I'm trying to remove all fully embedded and embedded subsets fonts for a pdf file. Basically removing every font stream.
So far I found the FAQ-Entry "How do I remove embedded fonts?" from http://www.pdftron.com/pdfnet/faq.html which works quite good for fully embedded fonts.
The problem I'm having is that removing a embedded subset font results in a broken pdf file.
Is there a way to remove those fonts as well?
Or maybe the font type can be changed from "Type 1 (CID)" to "TrueType".
Thanks for your help in advance.
by broken you mean the file will not open at all? I’m not able to reproduce that.
I’ve attached two python files, one to list the embedded and subsetted fonts in all PDFs in a folder, and another that removes all the embedded fonts. I wasn’t able to break any PDF files using the latter python file.
If you still have an issue, please send the input and output PDF files, and what version of PDFNet you are using to PDFTron support.
Note, if you want to use the python files, you can place them in the root folder of a PDFNetC folder, and the python files will pick up the libraries in the PDFNetC/Lib folder. Note, if you use 64bit python, you need PDFNetC64.
list_fonts.py (2.15 KB)
remove_embedded_fonts.py (1.72 KB)
Unfortunately as many things with PDF, removing fonts from PDF is not as simple as it seems.

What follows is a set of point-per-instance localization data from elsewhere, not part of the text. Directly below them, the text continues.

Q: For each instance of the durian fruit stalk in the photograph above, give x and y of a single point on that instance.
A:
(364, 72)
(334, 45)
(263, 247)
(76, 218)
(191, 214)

If you are indiscriminately removing all embedded font streams you will visually ‘break’ the file only if the substituted font is missing specific glyphs or if the font is not using standard/predefined encoding. The latter case is more likely and the end result will be gibberish text.
Perhaps you can identify these cases (e.g. custom encoding) so that you can skip font removal?
If you need to remove all fonts … period, you could still use PDFNet, but you will need to rewrite all content streams normalizing all text to Unicode.
The idea is similar to ElementEdit sample except that you create a new Font (non-embedded) and associate all text with the new font. Also you would need to map text to Unicode (element.GetTextString () → uni, then element.SetData(uni.GetBuffer()m, uni.GetLength()*2)).
This would work for most but not all files. The problem is that some/many PDFs don’t have proper Unicode maps, which means that you could still end up with gibberish text. As a next step you could try to use OCR to verify and fix these mappings …